Another recent study, this one from researchers in Spain, crunched eight years of training and race data from 74 professional cyclists to explore the effect of temperature on their power output. Surprisingly, they found that performance only dropped noticeably when the thermometer topped 25 C.

In contrast, a similar study of runners found that performance started to tail off above 18 C. The difference? Cyclists generate their own cooling wind. Runners do too, but at lower speeds. Whichever option you choose, think of the findings as an incentive to go faster.

Beware the sun

It’s not just the temperature, it’s the humidity, right? That’s true, but it’s also the sun. When you step out of the shade into full sun, you can feel the difference. The air itself isn’t warmer; instead, you’re being heated directly by electromagnetic radiation from the sun, much as a microwave oven cooks food without warming the air.

A 2016 study by researchers in Japan had volunteers cycle to exhaustion in 30 C heat under artificial sun lamps corresponding to varying degrees of cloud cover. Even with temperature and humidity held constant, the volunteers lasted only half as long under full sun as they did in overcast conditions.

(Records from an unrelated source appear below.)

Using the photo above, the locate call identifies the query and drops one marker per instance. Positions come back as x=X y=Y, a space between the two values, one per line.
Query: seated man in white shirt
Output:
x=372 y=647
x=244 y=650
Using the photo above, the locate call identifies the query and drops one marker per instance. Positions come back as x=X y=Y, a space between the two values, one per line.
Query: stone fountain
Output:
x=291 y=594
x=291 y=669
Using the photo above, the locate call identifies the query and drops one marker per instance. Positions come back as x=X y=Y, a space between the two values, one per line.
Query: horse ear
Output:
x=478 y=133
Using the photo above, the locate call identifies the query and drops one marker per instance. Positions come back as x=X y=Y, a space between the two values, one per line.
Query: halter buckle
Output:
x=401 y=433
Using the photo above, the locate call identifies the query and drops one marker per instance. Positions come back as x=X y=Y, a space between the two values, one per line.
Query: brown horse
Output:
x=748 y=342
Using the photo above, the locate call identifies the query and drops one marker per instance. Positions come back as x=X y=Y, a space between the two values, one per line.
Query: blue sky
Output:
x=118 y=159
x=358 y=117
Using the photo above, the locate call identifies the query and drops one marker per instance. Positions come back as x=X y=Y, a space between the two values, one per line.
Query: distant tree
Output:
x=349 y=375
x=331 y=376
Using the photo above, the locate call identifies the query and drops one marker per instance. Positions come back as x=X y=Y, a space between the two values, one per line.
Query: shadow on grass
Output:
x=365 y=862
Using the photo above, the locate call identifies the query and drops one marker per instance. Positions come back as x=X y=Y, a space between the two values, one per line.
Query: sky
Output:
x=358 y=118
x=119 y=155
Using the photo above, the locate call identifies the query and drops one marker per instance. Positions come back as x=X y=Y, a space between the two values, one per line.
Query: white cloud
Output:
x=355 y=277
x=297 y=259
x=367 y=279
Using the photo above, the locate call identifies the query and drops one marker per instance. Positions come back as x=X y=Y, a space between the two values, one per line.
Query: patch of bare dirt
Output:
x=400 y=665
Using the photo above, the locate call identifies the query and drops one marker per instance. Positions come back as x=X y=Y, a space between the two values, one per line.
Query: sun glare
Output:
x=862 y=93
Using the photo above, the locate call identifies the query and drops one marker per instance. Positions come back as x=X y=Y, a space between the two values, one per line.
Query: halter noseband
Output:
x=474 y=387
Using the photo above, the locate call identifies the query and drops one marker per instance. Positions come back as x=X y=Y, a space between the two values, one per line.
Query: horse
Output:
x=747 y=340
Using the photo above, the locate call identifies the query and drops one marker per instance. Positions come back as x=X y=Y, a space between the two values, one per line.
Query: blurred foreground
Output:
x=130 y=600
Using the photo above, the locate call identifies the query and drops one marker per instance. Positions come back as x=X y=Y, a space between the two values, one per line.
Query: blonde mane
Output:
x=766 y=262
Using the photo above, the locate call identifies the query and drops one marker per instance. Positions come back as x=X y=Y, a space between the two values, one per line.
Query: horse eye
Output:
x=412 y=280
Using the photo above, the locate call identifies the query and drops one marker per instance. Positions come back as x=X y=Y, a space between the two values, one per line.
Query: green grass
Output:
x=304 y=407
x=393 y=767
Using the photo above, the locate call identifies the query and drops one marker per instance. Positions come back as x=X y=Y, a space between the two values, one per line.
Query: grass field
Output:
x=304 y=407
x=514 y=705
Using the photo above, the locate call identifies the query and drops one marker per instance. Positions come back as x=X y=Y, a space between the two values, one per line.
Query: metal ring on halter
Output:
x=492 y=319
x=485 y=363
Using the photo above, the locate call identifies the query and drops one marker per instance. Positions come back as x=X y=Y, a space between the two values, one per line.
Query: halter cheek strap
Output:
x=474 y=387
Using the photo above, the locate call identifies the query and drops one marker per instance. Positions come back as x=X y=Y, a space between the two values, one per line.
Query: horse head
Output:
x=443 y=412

The takeaway: wear a hat, opt for morning or evening workouts, and consider cloud cover in addition to temperature and humidity when you’re checking the weather forecast.

Perception is reality

Perhaps the most fascinating line of heat-related research in the past decade is the role of perception. Athletes give up sooner if the thermometer is rigged to show a falsely high temperature, or if they’re fitted with a heat pad that makes them feel slightly warmer without actually increasing their body temperature.

That doesn’t mean that the physiological consequences of hot-weather workouts – dehydration, rising core temperature, and so on – aren’t real. But your brain will start applying the brakes well before you’re in danger.

It’s important to treat hot weather with respect: drink when you’re thirsty, seek shade when possible, and back off if you’re feeling dizziness or nausea, for example. But in most circumstances, the main consequence of summer exercise is that you’ll get hot and sweaty. You may not love it, but it beats frostbite.